Proven mortgage fozia shan siddiqi remax in Florida. Here is the story of actual car and a mortgage fraud in Florida foreclosure case. You figure out how to make money selling your car title multiple times like the banks do. The foreclosing bank in a mortgage fraud in Florida court figured out the same way from the same note and mortgage years ago by mortgage securitization. Are either or both fraud?
In front of the judge in your car fraud case, the judge asks you, “Did you sell your car to 10 different people?” You tell him you did not sell your car, you sold the beneficial interest with a copy of your car title the way the banks do for a mortgage. The judge finds that you have committed Florida Fraud by not selling your car to only one person, but you used an illegal multi car title scam to make money illegally from the victims.
In front of the judge in your mortgage fraud in Florida foreclosure case, the judge asks you if you’re behind on your mortgage payments. You inform the judge that your mortgage and note have been paid in full. The judge then asks if you paid off the mortgage. No, you did not personally pay the mortgage, but the mortgage was paid by a third party when the Lender sold your mortgage loan by your mortgage contract.
The attorney tells the judge that you defaulted on paying your note and mortgage. The attorney sidesteps the issue that the original lender was paid in full as stipulated in the original mortgage contract with you under local and federal law, and that the note and mortgage contract were paid and there is no more note or mortgage. In law it does not matter who paid the note and mortgage, just whether or not the Lender has been paid under mortgage contract law.
You remind the judge of the car fraud case where the judge decided that it was car fraud. Now the lender has sold your beneficial interest to a bank or trust and was paid in full; thus, completing your mortgage contract with that Lender. Your original, paper note and mortgage is under Federal UCC, Article 3. The trustee unlawfully converted the tangible note and mortgage into a stock or bond certificate under Federal UCC, Article 8 without your knowledge or consent.
There was no contract with the new purchasing entity from you. There was a bogus contract with a different debtor, the Lender, and not with you. Under UCC, Article 8, the bank converted your note and mortgage again into an intangible electronic format copies and converted them under UCC Article 9, an Intangible counterfeit, under 18 USC § 2320, and commenced to assign the beneficial interest only of the same note and mortgage to thousands of certificate holders and investors who each owned only a fraction of the beneficial interest. The lender, trust, trustee, purchasing bank, and investors also committed mortgage fraud in Florida the same way you supposedly committed car fraud by selling the same note and mortgage multiple times to multiple persons or groups of investors to make more money.
The foreclosing attorney told the judge that you failed to make your monthly payments as per the note and mortgage contract that you signed; thus, guiding the judge’s decision in this mortgage fraud in Florida foreclosure case in favor of the foreclosing bank.

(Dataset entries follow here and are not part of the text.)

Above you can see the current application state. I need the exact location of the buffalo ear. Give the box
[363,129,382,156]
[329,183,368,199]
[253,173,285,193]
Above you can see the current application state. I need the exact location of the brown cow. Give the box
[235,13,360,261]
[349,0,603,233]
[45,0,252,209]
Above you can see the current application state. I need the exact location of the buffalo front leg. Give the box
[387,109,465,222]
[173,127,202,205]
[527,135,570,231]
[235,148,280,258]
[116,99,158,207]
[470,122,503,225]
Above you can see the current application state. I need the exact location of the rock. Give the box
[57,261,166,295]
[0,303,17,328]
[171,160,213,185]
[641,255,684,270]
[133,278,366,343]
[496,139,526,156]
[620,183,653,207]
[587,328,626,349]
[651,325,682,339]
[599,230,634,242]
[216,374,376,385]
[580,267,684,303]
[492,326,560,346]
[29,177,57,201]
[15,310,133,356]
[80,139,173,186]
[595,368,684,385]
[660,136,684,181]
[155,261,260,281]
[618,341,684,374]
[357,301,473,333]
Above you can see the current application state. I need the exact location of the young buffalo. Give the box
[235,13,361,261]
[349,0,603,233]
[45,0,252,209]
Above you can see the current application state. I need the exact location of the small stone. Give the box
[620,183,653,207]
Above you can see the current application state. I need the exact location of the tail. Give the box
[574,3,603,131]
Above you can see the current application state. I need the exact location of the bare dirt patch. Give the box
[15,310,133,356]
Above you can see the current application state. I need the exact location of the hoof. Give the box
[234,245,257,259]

The Note and mortgage have been paid! In the letter of the law, it does not matter who paid the note, just whether or not it has been paid, but the judge does not take the law into consideration and rules that the bank has the right and consent to foreclose on your property.
Here, you are doing the same thing the banks are doing and you get convicted of fraud and the banks get to foreclose on your home or commercial property.